Veio a pandemia. Zulmira estava recuperada, mas as reuniões presenciais dos Jogadores Anónimos foram canceladas e passaram a ser feitas online, via Zoom. A empregada doméstica ainda participou em algumas mas não se sentia habilitada. “Não tinha conhecimentos suficientes de computadores e não conseguia participar de forma ativa nessas reuniões”. Recaiu no jogo. “Nunca mais voltei a gastar as quantias que gastava na minha pior fase. Até agora, o máximo que gastei num dia foram cento e tal euros. Só que quero parar completamente. Agora já estou de novo nas reuniões presenciais, estou razoável, mas não posso dizer que estou 100% bem”.

 

Como parar de jogar

A solidão acaba por ser, muitas vezes, o gatilho para o jogo. “Tenho um trabalho em que estou sozinha. De vez em quando posso sair para ir beber um café e lá vai mais uma raspadinha. Noutras ocasiões, quando sinto esse impulso ligo para alguém amigo, tento controlar-me. Nem sempre é fácil”, admite. “Há uma tentativa de escape da realidade que parece, e só parece, inofensiva”, acrescenta a psiquiatra Maria Moreno.

Depois do jogo vem a frustração. “Fico arrependida e pergunto-me a mim própria porque é que fui jogar. Fico doente, com uma grande ansiedade”. Ainda assim, tem dias em que não resiste. “Vem-me uma furiazinha e lá vou eu raspar mais uma vez”. Zulmira aprendeu no programa de Jogadores Anónimos que o impulso de jogar é fruto das emoções. “Tanto jogamos quando estamos muito contentes, como jogamos quando estamos tristes ou zangados. Isto é uma doença. Temos formas de nos controlarmos e um dos conselhos que eu posso dar, a quem tem o mesmo problema, é que peça, por exemplo, a alguém de família que o vigie, para que não vá jogar”.

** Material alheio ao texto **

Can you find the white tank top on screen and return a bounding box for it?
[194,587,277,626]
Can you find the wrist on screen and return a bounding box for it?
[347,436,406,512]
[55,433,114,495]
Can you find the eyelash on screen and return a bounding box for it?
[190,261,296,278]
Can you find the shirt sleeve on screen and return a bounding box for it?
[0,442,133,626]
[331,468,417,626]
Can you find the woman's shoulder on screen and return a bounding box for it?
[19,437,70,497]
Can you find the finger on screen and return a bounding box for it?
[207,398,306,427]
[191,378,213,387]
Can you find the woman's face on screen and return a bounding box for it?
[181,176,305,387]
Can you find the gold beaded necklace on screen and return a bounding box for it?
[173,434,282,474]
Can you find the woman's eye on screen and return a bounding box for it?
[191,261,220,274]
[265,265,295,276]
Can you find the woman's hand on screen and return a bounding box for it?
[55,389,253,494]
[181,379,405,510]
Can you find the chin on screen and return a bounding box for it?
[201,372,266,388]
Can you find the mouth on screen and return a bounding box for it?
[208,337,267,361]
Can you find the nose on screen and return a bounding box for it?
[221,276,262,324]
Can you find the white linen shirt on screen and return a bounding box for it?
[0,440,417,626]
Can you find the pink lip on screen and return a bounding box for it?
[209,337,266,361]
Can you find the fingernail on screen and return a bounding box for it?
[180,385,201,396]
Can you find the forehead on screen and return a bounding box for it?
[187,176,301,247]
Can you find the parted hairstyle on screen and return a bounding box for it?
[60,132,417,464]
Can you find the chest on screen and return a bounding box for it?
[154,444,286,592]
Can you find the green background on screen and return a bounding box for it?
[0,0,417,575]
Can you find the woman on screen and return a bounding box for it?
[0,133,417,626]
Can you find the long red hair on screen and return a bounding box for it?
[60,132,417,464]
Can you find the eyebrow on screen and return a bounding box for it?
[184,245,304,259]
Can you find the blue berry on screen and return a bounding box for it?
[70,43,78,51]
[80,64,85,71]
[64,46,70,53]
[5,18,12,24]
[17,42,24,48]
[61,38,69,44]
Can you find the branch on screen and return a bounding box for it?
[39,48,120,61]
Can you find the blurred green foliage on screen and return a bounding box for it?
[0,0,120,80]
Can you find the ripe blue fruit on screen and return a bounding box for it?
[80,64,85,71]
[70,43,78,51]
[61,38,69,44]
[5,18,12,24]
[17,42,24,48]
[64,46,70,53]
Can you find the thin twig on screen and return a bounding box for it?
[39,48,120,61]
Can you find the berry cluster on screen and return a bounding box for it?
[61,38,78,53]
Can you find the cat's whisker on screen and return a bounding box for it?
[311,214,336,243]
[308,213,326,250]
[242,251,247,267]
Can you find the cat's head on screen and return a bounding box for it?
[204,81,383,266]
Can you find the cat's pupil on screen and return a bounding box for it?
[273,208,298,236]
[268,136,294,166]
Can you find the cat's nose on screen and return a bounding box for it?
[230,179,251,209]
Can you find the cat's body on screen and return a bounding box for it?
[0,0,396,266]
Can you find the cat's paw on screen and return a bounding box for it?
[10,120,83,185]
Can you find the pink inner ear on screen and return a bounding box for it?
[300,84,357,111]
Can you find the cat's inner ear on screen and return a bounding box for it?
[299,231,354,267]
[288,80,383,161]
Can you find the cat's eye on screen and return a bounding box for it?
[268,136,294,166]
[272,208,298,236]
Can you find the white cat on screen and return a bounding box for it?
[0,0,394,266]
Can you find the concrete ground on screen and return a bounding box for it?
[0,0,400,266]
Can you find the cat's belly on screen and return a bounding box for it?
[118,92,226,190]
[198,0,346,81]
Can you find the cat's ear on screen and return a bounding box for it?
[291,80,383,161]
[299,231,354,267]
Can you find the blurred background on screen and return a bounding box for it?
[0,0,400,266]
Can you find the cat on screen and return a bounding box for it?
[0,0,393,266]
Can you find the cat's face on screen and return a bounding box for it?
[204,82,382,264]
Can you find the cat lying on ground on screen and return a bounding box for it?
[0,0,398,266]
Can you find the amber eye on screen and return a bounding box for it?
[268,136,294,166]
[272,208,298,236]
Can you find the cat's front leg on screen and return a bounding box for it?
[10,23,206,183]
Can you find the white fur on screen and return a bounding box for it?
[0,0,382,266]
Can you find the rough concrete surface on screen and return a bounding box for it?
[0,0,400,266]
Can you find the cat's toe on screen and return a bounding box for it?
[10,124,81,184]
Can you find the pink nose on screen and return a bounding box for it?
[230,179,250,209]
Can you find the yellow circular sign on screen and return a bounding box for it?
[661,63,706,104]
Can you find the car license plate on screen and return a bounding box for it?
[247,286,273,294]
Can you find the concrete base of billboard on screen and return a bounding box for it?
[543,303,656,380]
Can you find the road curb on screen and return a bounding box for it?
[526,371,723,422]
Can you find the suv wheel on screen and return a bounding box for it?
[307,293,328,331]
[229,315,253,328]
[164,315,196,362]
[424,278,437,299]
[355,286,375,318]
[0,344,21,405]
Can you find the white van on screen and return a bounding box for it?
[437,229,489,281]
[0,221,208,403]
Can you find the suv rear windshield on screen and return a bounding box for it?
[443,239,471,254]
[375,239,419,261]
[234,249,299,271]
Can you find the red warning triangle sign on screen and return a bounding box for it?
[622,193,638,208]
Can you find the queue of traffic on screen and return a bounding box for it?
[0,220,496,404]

A psiquiatra Maria Moreno adiciona duas estratégias que podem ser úteis para mitigar o vício. “As pessoas devem estabelecer limites claros para o jogo, tanto em termos de frequência como de montantes gastos e evitar locais que potenciem o desejo de jogar, como cafés e papelarias, onde se vendem as raspadinhas”. Tal como Zulmira, que garante que só pode sair do vício quem tiver vontade, também a médica realça que, de facto, para acabar com a adicção é preciso “reconhecer o problema e procurar ajuda”.

Por estes dias, Zulmira está mais firme na determinação de não jogar. “A minha filha apanhou-me a raspar, no café em frente a minha casa. Só de me lembrar da imagem dela, que já sofreu tanto com isto, tento não jogar e tenho conseguido”. E é esta facilidade de acesso à lotaria instantânea que, na opinião de Zulmira, também a torna tão perigosa.

“A raspadinha está em todo o lado, é o jogo dos pobres. Fui apanhada no café, não fui a um casino. A raspadinha está nos cafés, nos quiosques, nas papelarias”. Maria Moreno tem a mesma perspetiva: “Há uma normalização da raspadinha. É vista, na nossa cultura, como uma atividade perfeitamente aceitável e sem risco”.

O T&Q quis ouvir sobre este tema a Santa Casa da Misericórdia de Lisboa, a quem o estudo do CES/UM já foi entregue, mas não obteve resposta em tempo útil.